Surprising (for me) benchmark results...

Wed May 2 03:16:48 EDT 2001

On Wednesday, May 2, 2001, at 01:05 AM, John J. Lee wrote:

> On Tue, 1 May 2001, Daniel Berlin wrote:
>> On Wed, 2 May 2001, Rainer Deyke wrote:
>>> "Courageous" <jkraska1 at san.rr.com> wrote in message
>>> news:rrouet0f4un3h3eo8pq6nlk5idgkmhhhca at 4ax.com...
>>>> On Wed, 02 May 2001 01:11:50 GMT, "Rainer Deyke" 
>>>> <root at rainerdeyke.com>
>>> wrote:
>>>>> "Daniel Berlin" <dan at www.cgsoftware.com> wrote in message
>>>>> news:mailman.988762570.8591.python-list at python.org...
>>>>>> Actually, the sort is probably not the bottleneck.
>>>>>> As the file gets larger, the bottleneck becomes disk time, not sort
>>> time.
>>>>> Disk access is O(N); sorting is typically O(N log N).  Therefore as 
>>>>> the
> [...]
>>>> Disregarding the algorithm and this specific situation in question, 
>>>> you
>>> are
>>>> both correct; this is because while disk access may scale O(N), this
>>>> scaling is multiplied by a huge constant factor that can in many 
>>>> cases
>>>> dwarf the sorting algorithm, depending on the number of entries and
>>>> the like.
>
> The best answer, of course.  Mind you, I don't know whether the curves
> *ever* cross for feasible N.  Does anyone here know, though direct
> experience or calculation?  The other thing is that for small changes in
> N, disk access doesn't necessarily go as N (caches, that sort of 
> thing?),
> and maybe sorting doesn't go exactly as N ln N.
It's not just caches.

First, let's be clear on what Rainer did.
He said: Disk access are O(n). (Where n is the number of bytes).

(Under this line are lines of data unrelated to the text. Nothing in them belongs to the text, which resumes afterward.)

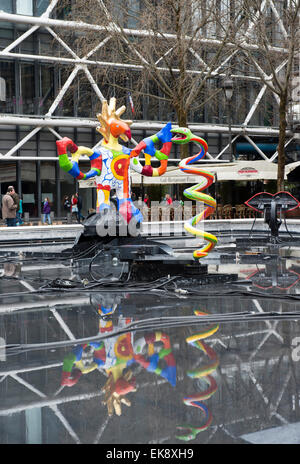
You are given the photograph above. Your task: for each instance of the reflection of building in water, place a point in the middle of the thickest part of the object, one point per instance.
(257, 381)
(273, 275)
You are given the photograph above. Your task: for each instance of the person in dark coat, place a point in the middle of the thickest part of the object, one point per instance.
(79, 206)
(46, 211)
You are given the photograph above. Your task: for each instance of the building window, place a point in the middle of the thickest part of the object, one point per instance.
(8, 75)
(24, 7)
(27, 88)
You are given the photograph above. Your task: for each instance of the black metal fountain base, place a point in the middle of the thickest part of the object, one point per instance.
(147, 258)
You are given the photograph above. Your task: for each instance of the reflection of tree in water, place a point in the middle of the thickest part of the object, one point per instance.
(203, 373)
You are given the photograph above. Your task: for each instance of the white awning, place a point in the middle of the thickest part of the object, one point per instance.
(239, 170)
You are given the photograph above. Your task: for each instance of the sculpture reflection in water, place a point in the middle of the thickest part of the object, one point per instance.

Sorting 
is O(n log n) (Where n is the number of items to sort). Therefore, 
sorting is more expensive algorithmically.
This is clearly incorrect, you are comparing apples and oranges. The n's 
aren't representing the same things.

The number of bytes is the absolute upper bound on the number of items 
to sort, and would only be the case for single byte items, in which 
case, there are better sorting algorithms, and you could make disk 
accesses dominate again.

Typically, an item is multiple bytes. Let's say the average english word 
is 5 characters ( I can't remember what the actual figure is).
This would mean Disk accesses are O(n), Sorting is O(n/5 log n/5) where 
both n's are directly comparable. Once again, disk access clearly 
dominates.
Until you are sorting a very large number of single byte items with 
quicksort, disk accesses will dominate.

Now, this is even assuming disk accesses are O(n), which they aren't.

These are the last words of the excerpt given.